4:15PM by Amal Gueroudji
The gap between CPU performance and the IO bandwidth widens increasingly in large scale systems. In some fields, classical post hoc data processing is not possible anymore due to the IO bottleneck. In situ solutions are very efficient for those cases as they allow to bypass the disk accesses, however they are complex to set up. In this paper we propose a new approach to combine the simplicity of post hoc approaches and the performance of in situ by coupling MPI applications with Dask. We have implemented a prototype and we show that it is both very simple to use and offers performance that already outperform post hoc expectations by a factor 2.7 in some cases.
4:35PM by Dr. Tiago Quintino
Starting 2014, ECMWF has embarked on a 10 year research programme on HPC Scalability, aiming to achieve Exascale numerical weather prediction systems by 2025. The programme is now entering its 2nd phase, where focus is now on improvements to the operational forecasting system that incur deeper restructuring changes. ECMWF operational forecast generates massive amounts of I/O in short bursts, accumulating to tens of TiB in hourly windows. From this output, millions of user-defined daily products are generated and disseminated to member states and commercial clients all over the world. These products are processed from the raw output of the IFS model, within the time critical path and under strict delivery schedule. Upcoming rise in resolution and growing popularity will increase both the size and number of these products.

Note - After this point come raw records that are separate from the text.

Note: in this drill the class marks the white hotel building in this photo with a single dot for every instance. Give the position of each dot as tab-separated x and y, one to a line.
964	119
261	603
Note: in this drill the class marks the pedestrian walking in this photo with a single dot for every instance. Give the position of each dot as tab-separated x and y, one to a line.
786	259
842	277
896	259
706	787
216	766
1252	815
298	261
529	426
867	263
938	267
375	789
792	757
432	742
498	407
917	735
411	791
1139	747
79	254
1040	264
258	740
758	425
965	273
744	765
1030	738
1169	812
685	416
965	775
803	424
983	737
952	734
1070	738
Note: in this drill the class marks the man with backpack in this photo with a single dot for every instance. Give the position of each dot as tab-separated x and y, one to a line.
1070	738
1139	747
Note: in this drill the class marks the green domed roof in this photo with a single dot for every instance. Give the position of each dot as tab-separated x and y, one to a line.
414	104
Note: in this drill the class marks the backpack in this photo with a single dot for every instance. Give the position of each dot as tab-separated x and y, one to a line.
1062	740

The adoption of a new object store (FDB version 5) for the time-critical operations has opened the door for more comprehensive improvements to the post-processing chain and enabled new access paths to very high-resolution time critical datasets. These improvements will bring product generation and data analytics closer to the NWP model and the model output data, to build true data-centric processing and analytics workflows.
These are part of ECMWF plans to achieve Exascale NWP by 2025 and to empower our users and member states with novel and increased usage of our weather forecast data. As Exascale NWP datasets are expected to feature between 250 TiB to 1 PiB per forecast cycle, the data-centric approach is critical to enable their efficient usage, by minimising data transport and bringing post-processing and insight discovery closer to the data source.
We present the latest ECMWF developments in model I/O, product generation and storage, and how we are reworking our operational workflows to adapt to forthcoming new architectures and memory-storage hierarchies, as we build bridges from HPC data producer to Cloud based data analytics workflows.
4:55PM by Prof. Dr. Dirk Pleiter
Performance bottlenecks of modern HPC and HPDA systems are usually in the memory and storage systems. Still few abstractions exist that capture data semantics of applications and capabilities of the underlying hardware are often largely unknown to the software stacks. Therefore, reasoning about data movement and memory in software is impossible. With other words: Data- and memory-awareness is lacking. The Maestro project addressing this shortcoming by building a middleware library that allows characterising application data, to reason about how to load and store that data, to assess the cost of moving it and to automatise data movement across diverse memory systems. In this presentation, we will provide an overview of Maestro’s concepts and discuss the details of its emerging implementation.